Václav Fiala

* 1955

  • "An 'elite company' used to go there – people released from prison, guards. And amongst them, sitting there in the smoke, was this noble gentleman who was always writing something down. I am convinced that if you are heading somewhere, fate will show you the right people. So one day I was having a stew and drinking Bráník beer, and I was looking across the plate, and this gentleman was reading in Sanskrit. And I said to him, 'Excuse me, is that Sanskrit?' And he said, 'Did you recognize it? Well, that's such an interesting poem from the 4th century, I'm translating it now.' And he was the phenomenal linguist and translator Vladimír Miltner. He had taught at the Sorbonne before, then he was called to go home to take care of something, and they [authorities] wouldn't let him go back, so his family stayed in France, and his passport was taken away from him. He got a job somewhere in a radio archive. And this genius was preparing me for the journey that was to come. He also sent me to Dr. Krása of the Academy of Sciences, who had spent many years in India and was the head of the Czech-Indian Cultural Society. He also took care of me (...) For a number of years, I kept applying [to be allowed to travel abroad] and was always told that there was not enough foreign currency. And then I used an artful technique: I wrote that I was an editor of the Mladá fronta newspaper ('fine art editor' - which was written in my journalist card - I omitted) and that I wondered when they would have enough currency, because I was tired of writing them all the time. And immediately we - me and my girlfriend - got a permission to buy foreign currency for spending14 days in Germany. And because we knew that no one would ever let us go anywhere again, that it was a one-off journey, we flew from Munich to New Delhi. And then it was just ecstasy."

  • "And so it happened that my wife Sylvia and I spent about ten days inside the institution, living there among the disabled clients. It was an incredible time. It still resonates with me. And I built a bell tower about seven meters high. When it was finished, the director came in and said there should be a bell. - 'I make bell towers that are waiting for a bell, whether you put it in or not, that's your business.' He managed to get a dad, who had his son there, to pay for the bell. But we didn't get on very well with the bell founder, he wanted to put a Moravian eagle on it.
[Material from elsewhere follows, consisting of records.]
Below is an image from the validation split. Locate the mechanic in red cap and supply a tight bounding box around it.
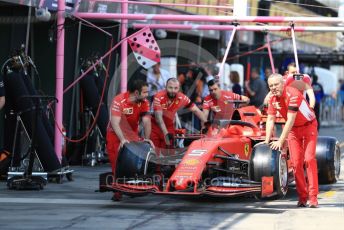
[151,78,206,154]
[265,74,318,208]
[106,80,153,173]
[203,80,250,120]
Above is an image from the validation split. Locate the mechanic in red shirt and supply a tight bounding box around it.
[106,80,152,174]
[265,74,318,208]
[264,63,316,109]
[203,80,250,120]
[151,78,206,152]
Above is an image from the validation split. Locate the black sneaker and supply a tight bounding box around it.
[111,192,122,201]
[297,201,307,208]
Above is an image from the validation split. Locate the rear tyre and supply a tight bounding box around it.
[316,137,341,184]
[250,143,288,199]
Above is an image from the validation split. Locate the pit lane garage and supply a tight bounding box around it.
[100,104,341,199]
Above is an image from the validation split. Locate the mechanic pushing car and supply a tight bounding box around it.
[265,74,318,208]
[106,80,154,173]
[151,78,206,154]
[264,63,316,109]
[203,80,250,120]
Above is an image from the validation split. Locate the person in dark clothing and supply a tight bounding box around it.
[312,74,325,130]
[229,71,242,95]
[245,68,268,108]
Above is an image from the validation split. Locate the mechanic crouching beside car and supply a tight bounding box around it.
[106,80,154,173]
[265,74,318,208]
[151,78,206,154]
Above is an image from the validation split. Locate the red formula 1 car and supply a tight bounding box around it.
[100,106,341,198]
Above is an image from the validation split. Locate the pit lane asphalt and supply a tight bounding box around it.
[0,126,344,230]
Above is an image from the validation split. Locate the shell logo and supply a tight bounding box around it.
[184,159,199,166]
[244,144,250,156]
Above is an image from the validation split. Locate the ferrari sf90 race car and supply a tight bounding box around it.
[100,106,341,198]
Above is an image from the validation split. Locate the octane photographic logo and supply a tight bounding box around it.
[107,39,218,179]
[105,171,248,189]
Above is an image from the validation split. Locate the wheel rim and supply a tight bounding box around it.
[143,150,155,176]
[334,145,340,179]
[279,155,288,194]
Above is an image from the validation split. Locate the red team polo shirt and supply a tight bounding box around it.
[268,86,315,126]
[203,90,241,119]
[152,90,194,133]
[108,92,149,140]
[284,74,312,92]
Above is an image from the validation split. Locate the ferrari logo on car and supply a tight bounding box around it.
[184,159,199,166]
[244,143,250,156]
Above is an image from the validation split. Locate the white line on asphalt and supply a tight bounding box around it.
[211,213,247,230]
[0,198,163,206]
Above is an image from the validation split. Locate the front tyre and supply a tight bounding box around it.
[250,143,288,198]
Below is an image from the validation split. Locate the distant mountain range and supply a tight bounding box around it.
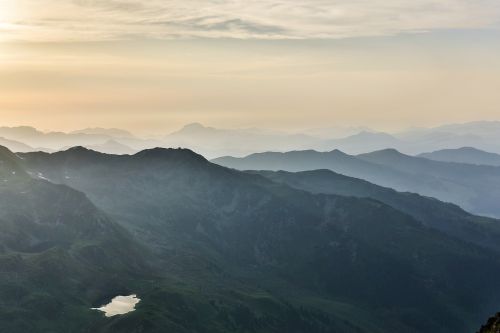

I told him that it should have some big message on it - maybe something written by the Holy Father or the Dalai Lama. He laughed at me a bit, and that provoked me. It took me about three weeks to get hold of the Dalai Lama's email and write to him. Five days later - it gives me goosebumps when I think about it - an email appeared and in the subject line at the top was [written] HHDL - His Holiness the Dalai Lama. The secretary wrote to me saying that His Holiness was touched. He never quotes himself but his guru from the 6th century and he is sending a four line stanza. It was written in English: 'I want to be in this world for as long as possible so that I can help take the suffering off the backs of living beings.' And at the bottom was a note: 'His Holiness apologizes to you for answering after five days, our computer was broken.'"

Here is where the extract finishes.